When the ICCSD school board outlined their plans for 2016, it set three focused goals for the district: higher math proficiency, higher reading proficiency, and the expansion of opportunities across all levels of socioeconomic status. The rise of graduation rates, according to School Board President Chris Lynch, would then inevitably follow.

“Proficiency in the basics helps [students] to be successful,” Lynch said.

Reading and math proficiency, as measured by Iowa Assessment benchmarks, are, for Lynch, the foundation for high graduation rates. That foundation is then built upon what Lynch says separates Iowa–which graduates 90% of its students according to the U.S. Department of Education–from other states: high expectations within the district.

“The key [to higher graduation rates] are clear standards,” Lynch said. “However, how you do that can be a bit different state-to-state.”

The ICCSD uses a definitive line to gage levels of core-curriculum abilities throughout the district. This line varies by school district, which in return determines how high the standard is set.

“I think it depends on what they’re teaching you in the schools. So if a school has lower standards, it doesn’t necessarily mean that [the students] will be ready for college,” Ayla Canin ‘17 said.

Two things differentiate Iowa’s graduation requirements from those of other states. First, Iowa does not require the completion of Algebra II, and second, Iowa does not follow Policy Organization Achieve’s requirements for college readiness. Policy Organization Achieve sets national standards for educational policy and practice.  However, Lynch attributes Iowa’s top ranked rates of graduation to support within the district and Iowa’s history of K-12 academic success, not its lenient requirements.

“I think for a long time, the districts have had very good support for our students,” he said.

While the key to college readiness is clear for Lynch, the correlation between graduation rates and readiness is less clear, mainly because there isn’t an agreed upon way to measure college readiness.  In the ICCSD, students’ ACT scores, number of AP courses taken, as well as scores on AP exams are the easiest way to put a number on college readiness.  Even so, there are more factors that play into it than can be measured quantitatively.

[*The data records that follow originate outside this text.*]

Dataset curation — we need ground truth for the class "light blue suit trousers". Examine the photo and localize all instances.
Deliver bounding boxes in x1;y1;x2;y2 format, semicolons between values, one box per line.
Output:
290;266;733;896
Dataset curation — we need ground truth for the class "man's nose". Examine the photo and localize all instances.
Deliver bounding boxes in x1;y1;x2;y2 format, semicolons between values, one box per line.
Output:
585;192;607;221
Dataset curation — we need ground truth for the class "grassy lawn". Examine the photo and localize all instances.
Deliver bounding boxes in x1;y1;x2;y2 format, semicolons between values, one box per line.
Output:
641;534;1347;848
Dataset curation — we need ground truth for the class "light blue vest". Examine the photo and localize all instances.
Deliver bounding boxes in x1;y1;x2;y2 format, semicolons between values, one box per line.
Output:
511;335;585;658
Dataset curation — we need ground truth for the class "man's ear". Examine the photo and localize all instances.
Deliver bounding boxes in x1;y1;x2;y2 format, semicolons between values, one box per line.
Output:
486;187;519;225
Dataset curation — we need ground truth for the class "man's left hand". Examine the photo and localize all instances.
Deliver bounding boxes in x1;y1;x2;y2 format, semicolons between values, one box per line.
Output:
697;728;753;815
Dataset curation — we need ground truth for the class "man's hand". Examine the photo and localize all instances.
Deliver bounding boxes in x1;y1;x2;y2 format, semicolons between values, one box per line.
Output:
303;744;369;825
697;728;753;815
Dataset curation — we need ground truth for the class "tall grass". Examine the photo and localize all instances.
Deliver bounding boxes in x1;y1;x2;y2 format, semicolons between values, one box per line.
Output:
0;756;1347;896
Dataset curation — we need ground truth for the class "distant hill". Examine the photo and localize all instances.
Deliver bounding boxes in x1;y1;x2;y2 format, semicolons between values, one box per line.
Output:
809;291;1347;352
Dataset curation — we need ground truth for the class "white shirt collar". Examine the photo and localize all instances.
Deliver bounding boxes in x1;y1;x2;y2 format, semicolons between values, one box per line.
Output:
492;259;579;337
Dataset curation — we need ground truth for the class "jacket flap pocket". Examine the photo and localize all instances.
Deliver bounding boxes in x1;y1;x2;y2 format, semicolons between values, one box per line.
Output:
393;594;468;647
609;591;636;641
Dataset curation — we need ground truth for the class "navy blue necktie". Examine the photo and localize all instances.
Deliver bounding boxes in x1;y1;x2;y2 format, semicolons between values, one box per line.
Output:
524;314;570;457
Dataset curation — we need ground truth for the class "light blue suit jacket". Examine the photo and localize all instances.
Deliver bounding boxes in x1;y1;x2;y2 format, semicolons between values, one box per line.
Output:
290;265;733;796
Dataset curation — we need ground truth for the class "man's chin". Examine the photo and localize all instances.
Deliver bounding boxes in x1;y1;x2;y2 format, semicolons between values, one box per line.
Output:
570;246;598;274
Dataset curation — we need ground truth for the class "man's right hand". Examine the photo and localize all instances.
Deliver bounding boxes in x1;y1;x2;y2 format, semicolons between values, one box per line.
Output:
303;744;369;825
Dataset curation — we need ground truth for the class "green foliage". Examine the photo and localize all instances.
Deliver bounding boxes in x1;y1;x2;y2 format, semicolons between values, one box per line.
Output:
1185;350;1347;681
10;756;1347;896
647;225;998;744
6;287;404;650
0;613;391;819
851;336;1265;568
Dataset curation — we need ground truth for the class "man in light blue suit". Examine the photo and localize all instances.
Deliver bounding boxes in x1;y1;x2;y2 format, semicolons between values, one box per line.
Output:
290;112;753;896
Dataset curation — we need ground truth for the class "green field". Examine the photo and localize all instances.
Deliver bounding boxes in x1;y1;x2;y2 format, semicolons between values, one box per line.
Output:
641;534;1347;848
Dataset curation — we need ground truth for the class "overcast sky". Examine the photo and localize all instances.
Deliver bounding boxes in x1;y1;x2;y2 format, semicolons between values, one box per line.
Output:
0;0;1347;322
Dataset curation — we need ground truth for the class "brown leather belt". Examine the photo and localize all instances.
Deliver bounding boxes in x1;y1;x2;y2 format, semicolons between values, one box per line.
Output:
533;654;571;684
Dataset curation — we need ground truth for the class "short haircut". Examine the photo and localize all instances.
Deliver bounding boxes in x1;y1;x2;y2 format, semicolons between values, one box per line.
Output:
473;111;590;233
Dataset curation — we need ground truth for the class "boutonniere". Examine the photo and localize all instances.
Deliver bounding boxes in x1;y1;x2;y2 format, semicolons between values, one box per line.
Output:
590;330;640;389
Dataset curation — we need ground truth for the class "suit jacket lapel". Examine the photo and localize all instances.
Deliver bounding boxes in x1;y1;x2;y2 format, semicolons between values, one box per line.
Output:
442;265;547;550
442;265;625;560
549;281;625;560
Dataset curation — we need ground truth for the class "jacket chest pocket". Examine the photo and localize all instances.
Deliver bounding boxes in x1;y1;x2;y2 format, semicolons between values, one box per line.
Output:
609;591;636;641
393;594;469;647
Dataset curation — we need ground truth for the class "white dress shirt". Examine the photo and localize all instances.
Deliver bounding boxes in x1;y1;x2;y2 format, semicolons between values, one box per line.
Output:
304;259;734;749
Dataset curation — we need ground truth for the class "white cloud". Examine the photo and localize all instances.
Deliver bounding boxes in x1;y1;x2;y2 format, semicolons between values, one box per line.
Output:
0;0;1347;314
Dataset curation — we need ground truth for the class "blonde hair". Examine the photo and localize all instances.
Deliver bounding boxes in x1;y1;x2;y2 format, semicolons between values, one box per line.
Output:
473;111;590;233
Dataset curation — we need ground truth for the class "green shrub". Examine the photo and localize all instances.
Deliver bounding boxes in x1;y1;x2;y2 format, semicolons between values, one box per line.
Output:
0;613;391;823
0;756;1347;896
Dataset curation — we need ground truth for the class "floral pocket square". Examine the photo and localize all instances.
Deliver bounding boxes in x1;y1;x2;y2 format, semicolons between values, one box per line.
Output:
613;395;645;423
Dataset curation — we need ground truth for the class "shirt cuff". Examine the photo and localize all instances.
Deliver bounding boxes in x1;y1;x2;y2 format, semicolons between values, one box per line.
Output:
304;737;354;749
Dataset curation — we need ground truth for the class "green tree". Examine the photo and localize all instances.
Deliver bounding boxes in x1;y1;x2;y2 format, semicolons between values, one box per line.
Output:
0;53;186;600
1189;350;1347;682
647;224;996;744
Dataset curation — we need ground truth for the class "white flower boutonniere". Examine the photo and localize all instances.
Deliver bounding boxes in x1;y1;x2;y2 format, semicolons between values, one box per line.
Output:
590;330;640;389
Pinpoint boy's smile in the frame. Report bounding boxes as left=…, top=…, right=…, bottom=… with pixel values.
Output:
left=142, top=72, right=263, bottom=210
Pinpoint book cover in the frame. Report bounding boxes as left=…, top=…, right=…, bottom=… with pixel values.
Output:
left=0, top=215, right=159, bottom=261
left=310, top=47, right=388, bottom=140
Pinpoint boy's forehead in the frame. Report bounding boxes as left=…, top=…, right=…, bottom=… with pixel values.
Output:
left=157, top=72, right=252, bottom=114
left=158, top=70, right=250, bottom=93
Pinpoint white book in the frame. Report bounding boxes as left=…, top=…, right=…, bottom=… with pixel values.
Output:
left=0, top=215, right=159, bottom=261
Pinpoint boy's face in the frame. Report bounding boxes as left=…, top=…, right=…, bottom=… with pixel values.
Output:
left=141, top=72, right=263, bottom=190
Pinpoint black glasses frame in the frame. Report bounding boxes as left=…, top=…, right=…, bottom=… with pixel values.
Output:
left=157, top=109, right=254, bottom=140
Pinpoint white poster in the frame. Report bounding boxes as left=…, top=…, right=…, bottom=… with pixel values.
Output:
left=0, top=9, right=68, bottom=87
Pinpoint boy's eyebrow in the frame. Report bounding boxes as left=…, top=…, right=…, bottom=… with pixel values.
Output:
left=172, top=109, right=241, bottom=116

“[Graduation rates and college readiness] are probably correlated, but we make sure to check in on a variety of other things to make sure that our students are prepared for college,” Lynch said.

Canin agrees that, while the correlation is blurred, holding a GED can prove to be helpful in other endeavors, not just in higher education.

“Even if [graduating] doesn’t prepare you for college, the state of having a high school diploma is helpful to get any job,” she said.

For University of Iowa Professor of Education Nick Bowman, graduation rates are a more of a reflection of the differing levels of lenience in graduation requirements state-by-state.

“You can have these high high school graduation rates if the bar is low,” Bowman said.

Bowman, who has been monitoring trends correlating with Iowa’s rising graduation rate, has found that the exceptional high school graduation rate does not necessarily correlate with the college graduation rate in Iowa. According to the National Center for Education Statistics, the graduation rate for Iowa’s four-year colleges is 41.5%, about 50% less than the high school graduation rate. For Bowman, this statistic can be attributed to the changing work ethic from high school to college.

“It tends to be students that have high self-efficacy [that do well in college],” he said. “It’s often students who get involved with meaningful both social relationships, whether those occur informally, or through structured co curricular activities, where they’re really connected to campus.”

The relatively steady support found throughout high schools across the state, along with the support of parents can alter college readiness.

“If what [support] means is not letting [school’s and parent’s] children deal with any challenge in life,  it is probably a bad thing,” Bowman said. “Because if you go out into the work world, you’re going to face challenges, and so you need to know how to deal with that.”